ASML Holding N.V. develops, produces, markets, sells, and services advanced semiconductor equipment systems for chipmakers. It offers advanced semiconductor equipment systems, including lithography, metrology, and inspection systems. The company also provides extreme ultraviolet lithography systems; and deep ultraviolet lithography systems comprising immersion and dry lithography solutions to manufacture various range of semiconductor nodes and technologies. In addition, it offers metrology and inspection systems, including YieldStar optical metrology systems to assess the quality of patterns on the wafers; and HMI electron beam solutions to locate and analyze individual chip defects. Further, the company provides computational lithography solutions, and lithography systems and control software solutions; and refurbishes and upgrades lithography systems, as well as offers customer support and related services. It operates in Japan, South Korea, Singapore, Taiwan, China, rest of Asia, the Netherlands, rest of Europe, the Middle East, Africa, and the United States. The company was formerly known as ASM Lithography Holding N.V. and changed its name to ASML Holding N.V. in 2001. ASML Holding N.V. was founded in 1984 and is headquartered in Veldhoven, the Netherlands.
ROIC (TTM)
34.9%
ROE (TTM)
52.0%
FCF Yield
1.95%
Based on trailing twelve-month data, ASML shows a free cash flow per share of N/A and a ROIC of 34.9%, key inputs for stock valuation using the DCF method.
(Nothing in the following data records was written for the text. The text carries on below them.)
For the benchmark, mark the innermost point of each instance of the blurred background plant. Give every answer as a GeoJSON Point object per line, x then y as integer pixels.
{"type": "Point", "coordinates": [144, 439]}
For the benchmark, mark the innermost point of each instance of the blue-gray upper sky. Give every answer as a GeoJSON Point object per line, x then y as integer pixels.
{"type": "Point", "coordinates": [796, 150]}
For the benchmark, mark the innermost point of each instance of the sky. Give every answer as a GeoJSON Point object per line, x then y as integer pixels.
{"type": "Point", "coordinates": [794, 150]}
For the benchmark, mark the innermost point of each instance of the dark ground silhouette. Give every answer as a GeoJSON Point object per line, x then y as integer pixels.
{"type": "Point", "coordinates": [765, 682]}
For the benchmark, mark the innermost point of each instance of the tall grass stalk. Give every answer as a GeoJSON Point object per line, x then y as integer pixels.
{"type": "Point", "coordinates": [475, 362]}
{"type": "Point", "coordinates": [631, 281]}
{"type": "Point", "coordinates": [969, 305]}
The P/FCF ratio of N/A and FCF yield of 1.95% are important context metrics when evaluating ASML's stock valuation relative to peers.
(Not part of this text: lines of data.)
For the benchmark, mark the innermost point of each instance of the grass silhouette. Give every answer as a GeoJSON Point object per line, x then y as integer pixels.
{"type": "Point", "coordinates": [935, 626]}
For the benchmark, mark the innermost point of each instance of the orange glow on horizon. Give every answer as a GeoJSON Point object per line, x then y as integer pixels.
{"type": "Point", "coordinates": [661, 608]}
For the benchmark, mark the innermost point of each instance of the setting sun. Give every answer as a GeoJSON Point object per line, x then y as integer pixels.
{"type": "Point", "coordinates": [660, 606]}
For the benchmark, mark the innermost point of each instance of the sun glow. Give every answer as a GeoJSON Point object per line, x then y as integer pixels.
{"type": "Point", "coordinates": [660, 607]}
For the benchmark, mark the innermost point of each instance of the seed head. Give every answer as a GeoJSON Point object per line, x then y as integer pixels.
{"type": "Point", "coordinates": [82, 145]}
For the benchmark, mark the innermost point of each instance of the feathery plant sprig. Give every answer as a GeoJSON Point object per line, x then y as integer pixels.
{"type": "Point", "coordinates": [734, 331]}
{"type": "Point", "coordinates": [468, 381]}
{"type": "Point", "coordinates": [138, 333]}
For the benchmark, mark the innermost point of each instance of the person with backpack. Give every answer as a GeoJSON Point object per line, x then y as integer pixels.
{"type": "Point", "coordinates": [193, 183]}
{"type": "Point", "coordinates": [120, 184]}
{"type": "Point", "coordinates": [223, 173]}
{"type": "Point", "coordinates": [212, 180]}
The intrinsic value of ASML depends on assumptions about future growth rate, discount rate (WACC), and terminal value. A DCF model discounts projected free cash flows back to present value — small changes in WACC can shift the estimate by 20% or more, which is why sensitivity analysis is essential.
Whether ASML is undervalued depends on comparing the DCF-derived intrinsic value to the current market price of $1394.08. A positive margin of safety (intrinsic value above market price) suggests potential undervaluation, but the degree of confidence depends on the reliability of your growth and discount rate assumptions.
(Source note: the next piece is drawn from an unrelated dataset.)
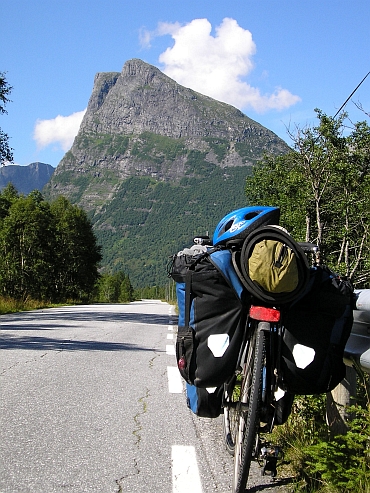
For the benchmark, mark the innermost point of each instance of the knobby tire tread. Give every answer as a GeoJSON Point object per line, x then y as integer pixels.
{"type": "Point", "coordinates": [252, 420]}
To perform a DCF valuation on ASML Holding N.V.: (1) Start with the trailing free cash flow per share as the base, (2) project future FCF growth over 5-10 years based on Semiconductors industry trends and company fundamentals, (3) apply a discount rate (WACC) reflecting ASML's risk profile, and (4) add a terminal value for cash flows beyond the projection period.
DCF (Discounted Cash Flow) estimates what a company is worth today based on its future cash generation. For ASML Holding N.V., this means projecting how much free cash flow the Semiconductors will produce over the next 5-10 years, then discounting those amounts to today's dollars. ASML's ROIC of 34.9% indicates strong capital efficiency, which supports higher growth assumptions in the DCF model.
WACC (Weighted Average Cost of Capital) is the discount rate in a DCF model — it reflects the minimum return investors require. For ASML, the capital structure and equity risk premium determine WACC. A 1% increase in WACC typically reduces the intrinsic value by 10-15%.